The person vowed to "set me as a seal upon thine heart" (King James Bible, 1769/2017, Song of Solomon 8:6).

Citing the Bible

Remember to indent the second and following lines as you write your reference list entries!

Citing the Bible as a Print Book

The English Standard Version Bible: Containing the Old and New Testaments with Apocrypha. (2009). Oxford University Press.

  • Parenthetical Citation: (The English Standard Version Bible, 2009)
  • Narrative Citations: The English Standard Version Bible (2009)

Citing the Bible as a Digital Work/Website

King James Bible. (2017). King James Bible Online. (Original work published 1769)

  • Parenthetical Citation: (King James Bible, 1769/2017)
  • Narrative Citation: King James Bible (1769/2017)

Citing an Annotated Edition

Kaiser, W.C., Jr., 7 Garrett, D. (Eds.). (2006). NIV archeological study Bible: An illustrated walk through biblical history and culture. Zondervan.

  • Parenthetical Citation: (Kaiser & Garrett, 2006)
  • Narrative Citation: Kaiser and Garrett (2006)

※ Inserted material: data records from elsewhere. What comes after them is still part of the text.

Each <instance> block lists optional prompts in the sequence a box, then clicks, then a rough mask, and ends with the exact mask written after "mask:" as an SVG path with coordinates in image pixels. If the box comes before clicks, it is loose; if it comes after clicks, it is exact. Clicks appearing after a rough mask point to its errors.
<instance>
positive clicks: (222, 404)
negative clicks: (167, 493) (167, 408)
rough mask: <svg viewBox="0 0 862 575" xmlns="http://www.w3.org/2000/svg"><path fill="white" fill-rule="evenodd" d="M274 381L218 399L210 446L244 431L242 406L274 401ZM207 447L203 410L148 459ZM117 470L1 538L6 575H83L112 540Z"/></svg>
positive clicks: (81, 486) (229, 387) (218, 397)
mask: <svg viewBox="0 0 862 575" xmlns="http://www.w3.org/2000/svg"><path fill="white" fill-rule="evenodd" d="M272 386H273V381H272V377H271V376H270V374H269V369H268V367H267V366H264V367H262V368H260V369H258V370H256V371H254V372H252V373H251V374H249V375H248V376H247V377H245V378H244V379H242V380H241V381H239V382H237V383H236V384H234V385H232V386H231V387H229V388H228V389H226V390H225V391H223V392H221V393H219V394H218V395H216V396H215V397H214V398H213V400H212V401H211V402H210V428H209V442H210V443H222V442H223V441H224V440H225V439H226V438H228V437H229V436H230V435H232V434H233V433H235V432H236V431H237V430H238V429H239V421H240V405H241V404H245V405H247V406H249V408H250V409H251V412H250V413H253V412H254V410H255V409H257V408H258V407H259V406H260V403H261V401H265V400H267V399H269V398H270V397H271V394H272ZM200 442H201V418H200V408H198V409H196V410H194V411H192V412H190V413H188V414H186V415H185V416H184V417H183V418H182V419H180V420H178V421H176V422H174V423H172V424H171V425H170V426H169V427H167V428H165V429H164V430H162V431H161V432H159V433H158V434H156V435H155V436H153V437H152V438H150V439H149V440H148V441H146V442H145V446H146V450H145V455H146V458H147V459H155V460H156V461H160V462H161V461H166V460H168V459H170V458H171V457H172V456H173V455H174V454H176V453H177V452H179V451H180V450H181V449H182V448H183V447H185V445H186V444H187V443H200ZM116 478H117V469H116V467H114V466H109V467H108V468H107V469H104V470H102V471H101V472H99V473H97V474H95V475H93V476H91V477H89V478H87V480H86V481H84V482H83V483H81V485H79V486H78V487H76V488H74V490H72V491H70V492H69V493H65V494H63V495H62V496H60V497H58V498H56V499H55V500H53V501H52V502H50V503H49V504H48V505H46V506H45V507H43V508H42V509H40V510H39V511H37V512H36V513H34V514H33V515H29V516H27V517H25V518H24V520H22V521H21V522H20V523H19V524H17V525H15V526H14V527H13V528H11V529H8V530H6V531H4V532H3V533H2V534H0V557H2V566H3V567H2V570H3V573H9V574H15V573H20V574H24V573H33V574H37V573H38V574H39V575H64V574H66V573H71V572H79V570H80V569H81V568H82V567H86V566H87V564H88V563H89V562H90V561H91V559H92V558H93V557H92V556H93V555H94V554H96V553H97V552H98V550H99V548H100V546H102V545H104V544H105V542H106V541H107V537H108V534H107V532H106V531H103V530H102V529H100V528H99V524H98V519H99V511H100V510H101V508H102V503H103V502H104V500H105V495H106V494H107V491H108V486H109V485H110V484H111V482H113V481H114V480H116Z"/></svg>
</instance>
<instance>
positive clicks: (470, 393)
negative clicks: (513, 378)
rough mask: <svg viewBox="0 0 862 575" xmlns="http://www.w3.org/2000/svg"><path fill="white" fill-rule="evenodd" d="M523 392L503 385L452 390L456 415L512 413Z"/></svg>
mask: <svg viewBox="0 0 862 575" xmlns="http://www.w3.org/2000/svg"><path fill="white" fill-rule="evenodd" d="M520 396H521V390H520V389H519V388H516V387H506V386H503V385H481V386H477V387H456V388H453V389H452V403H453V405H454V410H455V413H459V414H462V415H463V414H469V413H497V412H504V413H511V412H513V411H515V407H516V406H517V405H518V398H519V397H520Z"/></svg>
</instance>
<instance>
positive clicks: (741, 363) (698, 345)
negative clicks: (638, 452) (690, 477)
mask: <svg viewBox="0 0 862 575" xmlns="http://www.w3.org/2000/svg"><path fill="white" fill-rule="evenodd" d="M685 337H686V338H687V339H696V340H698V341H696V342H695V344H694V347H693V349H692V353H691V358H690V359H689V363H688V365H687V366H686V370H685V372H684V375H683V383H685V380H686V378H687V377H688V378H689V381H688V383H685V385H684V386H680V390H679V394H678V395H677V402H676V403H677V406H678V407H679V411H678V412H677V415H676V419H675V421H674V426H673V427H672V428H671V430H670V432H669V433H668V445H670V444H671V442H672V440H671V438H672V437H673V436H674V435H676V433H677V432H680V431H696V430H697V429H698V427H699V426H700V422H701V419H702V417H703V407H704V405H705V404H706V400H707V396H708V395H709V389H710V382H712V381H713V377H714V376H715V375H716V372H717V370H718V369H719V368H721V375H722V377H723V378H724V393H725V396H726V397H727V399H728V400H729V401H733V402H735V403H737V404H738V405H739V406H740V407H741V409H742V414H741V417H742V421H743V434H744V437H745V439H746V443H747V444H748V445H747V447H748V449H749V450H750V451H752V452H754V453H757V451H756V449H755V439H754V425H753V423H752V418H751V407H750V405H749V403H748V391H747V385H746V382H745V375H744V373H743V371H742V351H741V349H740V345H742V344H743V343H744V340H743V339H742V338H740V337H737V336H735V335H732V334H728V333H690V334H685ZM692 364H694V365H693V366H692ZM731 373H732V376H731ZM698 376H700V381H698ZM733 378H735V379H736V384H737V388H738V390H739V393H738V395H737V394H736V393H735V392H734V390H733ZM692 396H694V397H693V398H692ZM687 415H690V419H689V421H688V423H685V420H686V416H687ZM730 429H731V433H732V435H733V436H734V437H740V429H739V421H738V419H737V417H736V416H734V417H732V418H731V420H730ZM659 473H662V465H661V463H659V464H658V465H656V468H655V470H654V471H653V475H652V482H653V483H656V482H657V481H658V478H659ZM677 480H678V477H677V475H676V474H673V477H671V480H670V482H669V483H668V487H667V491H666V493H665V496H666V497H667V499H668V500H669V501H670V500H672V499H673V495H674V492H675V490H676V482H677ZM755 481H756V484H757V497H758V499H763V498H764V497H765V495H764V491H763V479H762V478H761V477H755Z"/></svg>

Cite a chapter or verse of the religious work in the text using canonical numbering rather than page numbers: (Kaiser & Garrett, 2006, Genesis 1:20)

Cite a portion of the work created by its authors or editors using page numbers from the work: (Kaiser & Garrett, 2006, footnote to Genesis 1:12, p. 4)

Citing Commentaries

Remember to indent the second and following lines of your reference list entries!

Citing a Chapter in an Edited Book in a Multi-Volume Work

Hagner, D. A. (1995). The parable about fulfilling responsibility. In B.M. Metzger, D.A. Hubbard, & G. W. Barker

(Eds.), Word biblical commentary: Vol. 33B. Matthew 14-18 (pp. 730-737). Thomas Nelson.

  • Parenthetical Citation: (Hagner, 1995)
  • Narrative Citation:Hagner (1995)

Citing a Multi-Volume Work

Nichol, F. (Ed.). (1980). The Seventh-day Adventist Bible commentary (Vol. 5). Review and Herald Publishing Association.

  • Parenthetical Citation: (Nichol,1980)
  • Narrative Citation: Nichol (1980)

Citing a Book in a Series

Wilkins, M. J. (2004). Matthew. In T. Muck (Ed.), The NIV application commentary seriesZondervan.      

  • Parenthetical Citation: (Wilkins, 2004)
  • Narrative Citation: Wilkins (2004)

Changes from 6th Edition to 7th Edition

  • Cite the Bible as a print book with no author.  
  • Use the title as the author in both in-text citations and reference list citations.
  • Use the canonical numbering instead of page numbers.